Will you share a little about your background?
I grew up in Bushoki, maybe 30 Km from Kigali to the north on your way to the beautiful volcanic cities of Musanze and Rubavu. I attended local schools and had never left Rwanda until I got into Yale in late 2015. Before that, I didn’t know of Yale or really speak much English. What happened was, I got into Bridge2Rwanda, an American college-preparatory program that selected top high school students to get into schools like, well Yale!
In 2019, wrapping up my time at Yale, I was hired by Bridge2Rwanda as a teacher. I was the organization’s first full-time African teacher. I work there now, leading our Isomo project.
How did your experience at Yale impact you?
I think it was at Yale that I most appreciated the act of thinking deeply about things. I was very young and very curious and hungry for ideas - and Yale provided me with plenty!
I was interested in human development. I spent two summers as a teacher with Yale Young Global Scholars and Yale Young African Scholars. I loved learning with Africa’s brilliant young minds.
As I work in Africa now, similar ideas from my time at Yale tend to re-emerge: how to think about inclusion, how to imagine education, how to build communities, how to get economies to prosper. Didn’t we say that Yale is “a tradition, a community of scholars, a society of friends”? I believe such communities become the backbone of societies, and I hope our work is contributing, in its own small way, to building such a community for Rwanda and the region.
Can you tell us about your work with Bridge2Rwanda and how you hope it will impact your country?
I specifically work for a Bridge2Rwanda program called Isomo. Through this program, we recruit Rwanda’s brightest and most promising 120 high school sophomores, with an intentional focus on refugee students. Almost all of our students are HALI (High Achieving Low Income). Our first class is college-bound this fall, and almost half of the class earned full-rides to world class universities, including two who are coming to Yale!
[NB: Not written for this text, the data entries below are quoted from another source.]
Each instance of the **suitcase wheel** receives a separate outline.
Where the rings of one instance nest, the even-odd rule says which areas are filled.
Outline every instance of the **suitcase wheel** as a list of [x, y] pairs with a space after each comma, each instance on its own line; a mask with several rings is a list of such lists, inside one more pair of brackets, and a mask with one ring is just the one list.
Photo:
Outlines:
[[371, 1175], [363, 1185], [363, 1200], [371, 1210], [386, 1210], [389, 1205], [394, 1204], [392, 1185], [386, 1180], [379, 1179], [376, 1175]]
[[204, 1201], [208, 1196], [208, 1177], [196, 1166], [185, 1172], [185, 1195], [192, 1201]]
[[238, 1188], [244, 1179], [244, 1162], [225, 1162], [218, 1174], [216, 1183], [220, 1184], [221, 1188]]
Isomo’s dream is to help not only a few dozen Africans secure four-hundred-thousand dollar scholarships to America’s top schools, but also build a model of excellence within a country’s high school system.
How has your vision of change evolved since you graduated from Yale?
At Yale, I got very fascinated by ideas of hegemonic power structures, the possibility of resistance, the key ideas that underlie the world structure. I think African countries, and many other developing nations, have lessons to teach and wisdom to share. Our people are our wealth. We gotta make the best of ourselves.
I have learned the necessity of practical approaches and the need for consistent effort and commitment.
How do you maintain resilience when you face challenges while serving your community?
I come from a place where people have been through so much worse, and yet they prevailed. Rwanda and Rwandans have that light to share. Africans have that light to share. In the face of adversity, you remember to lean on your community, because it’s really about the community.